Une logique de coûts en faveur d'une sécurité cloud

Le conseiller stratégique explique que les solutions legacy basées sur des agents se concentrent sur la sécurité de l'exécution et du réseau, deux aspects qui perdent de leur importance dans les cloud publics. En effet, de nombreux réseaux d'entreprises et de datacenters sont de grands réseaux ouverts, de sorte que leur surveillance contre les menaces est naturellement importante. Les comptes cloud apportent toutefois une isolation de l'instance où les ressources dans d'autres comptes cloud ne sont pas connectées à moins qu'elles ne soient explicitement configurées pour le faire, estime Jay Thoden van Velzen. « Ainsi, lorsque vous déployez un système par compte cloud, vous obtenez une microsegmentation des réseaux bien plus importante que dans le centre de données. Lorsque les systèmes doivent communiquer entre eux, ils le font de préférence par le biais d'appels API HTTPS, ce qui réduit la nécessité d'ouvrir des ports réseau au-delà de 443. L'administration du paysage, que ce soit par le biais de pipelines CI/CD ou de la console web d'administration du nuage, fonctionne via les interfaces de programmation d'applications (API) du fournisseur de cloud et les administrateurs ne se connectent pas directement au système dans des circonstances normales. Une grande partie du réseau reste donc un support d'appels d'API chiffrés », explique le conseiller.

Par ailleurs selon l'expert, les solutions de sécurité cloud native utilisent l'API des fournisseurs cloud, ce qui change radicalement la logique des coûts. « Notre solution CNAPP sans agent est environ cinq fois moins chère à exploiter qu'une solution endpoint basée sur un agent pour le même nombre de VM et d'hôtes de conteneurs.
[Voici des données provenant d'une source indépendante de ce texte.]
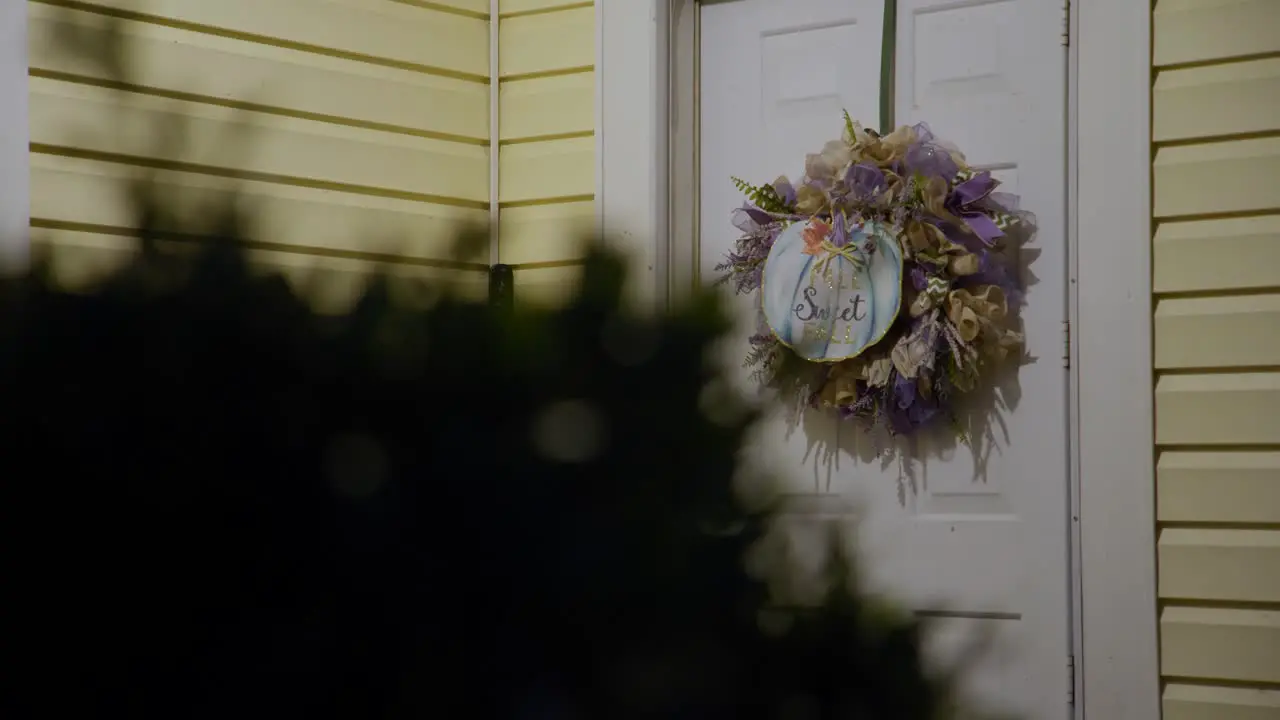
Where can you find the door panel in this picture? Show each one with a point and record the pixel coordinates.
(977, 534)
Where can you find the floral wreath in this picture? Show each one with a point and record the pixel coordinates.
(901, 228)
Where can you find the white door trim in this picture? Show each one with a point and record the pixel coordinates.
(647, 188)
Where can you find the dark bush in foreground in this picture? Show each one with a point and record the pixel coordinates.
(222, 505)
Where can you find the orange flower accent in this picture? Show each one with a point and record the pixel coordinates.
(814, 235)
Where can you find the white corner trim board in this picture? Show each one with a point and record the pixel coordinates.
(627, 133)
(14, 164)
(1112, 347)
Ce calcul ne peut que s'améliorer au fur et à mesure que l'activité continue de se développer », prévient  Jay Thoden van Velzen. Et quant on sait que SAP fait tourner 30 000 VM toutes les 24h cela peut clairement commencer à chiffrer.
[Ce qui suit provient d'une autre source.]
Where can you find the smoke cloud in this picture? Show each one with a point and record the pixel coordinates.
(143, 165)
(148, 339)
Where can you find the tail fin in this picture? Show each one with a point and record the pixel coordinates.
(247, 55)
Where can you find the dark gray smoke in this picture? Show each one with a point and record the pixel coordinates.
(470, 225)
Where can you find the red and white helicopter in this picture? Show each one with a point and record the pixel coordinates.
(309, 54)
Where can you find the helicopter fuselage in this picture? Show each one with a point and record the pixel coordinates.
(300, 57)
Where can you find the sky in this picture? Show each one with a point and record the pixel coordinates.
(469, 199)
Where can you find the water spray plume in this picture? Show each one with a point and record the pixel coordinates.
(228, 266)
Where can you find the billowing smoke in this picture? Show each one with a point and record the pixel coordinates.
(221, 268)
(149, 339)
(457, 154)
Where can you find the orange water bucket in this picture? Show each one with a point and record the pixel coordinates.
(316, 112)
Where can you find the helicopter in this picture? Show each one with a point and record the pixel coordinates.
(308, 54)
Déploiement et gestion opérationnelle à assurer

Mais ce n'est pas tout de s'équiper d'une solution de sécurité dédiée à ses services cloud, encore faut-il être en mesure de la déployer et de s'en servir avec la meilleure efficacité et facilité possible. Et dans ce cadre SAP a clairement vu un avantage pour le cloud. « Pour diverses raisons, les outils de sécurité des datacenters sont souvent constitués d'une collection de solutions ponctuelles de premier ordre. En outre, à la suite d'acquisitions, les organisations possèdent souvent une collection d'outils qui se chevauchent. Cela complique le travail de collecte des flux de données, leur enrichissement avec des métadonnées et leur mise en corrélation dans les plateformes SIEM. Chaque source de données supplémentaire ajoute à la complexité et à l'effort d'intégration avant d'aboutir à des détections efficaces », indique Jay Thoden van Velzen. Et de préciser : « les outils de sécurité cloud native peuvent être déployés par l'API cloud et peuvent être mis en œuvre au niveau de l'entreprise. Ainsi, l'onboarding peut être centralisé et appliqué à tous les comptes cloud de l'organisation sans aucun effort de la part des équipes de développeurs ».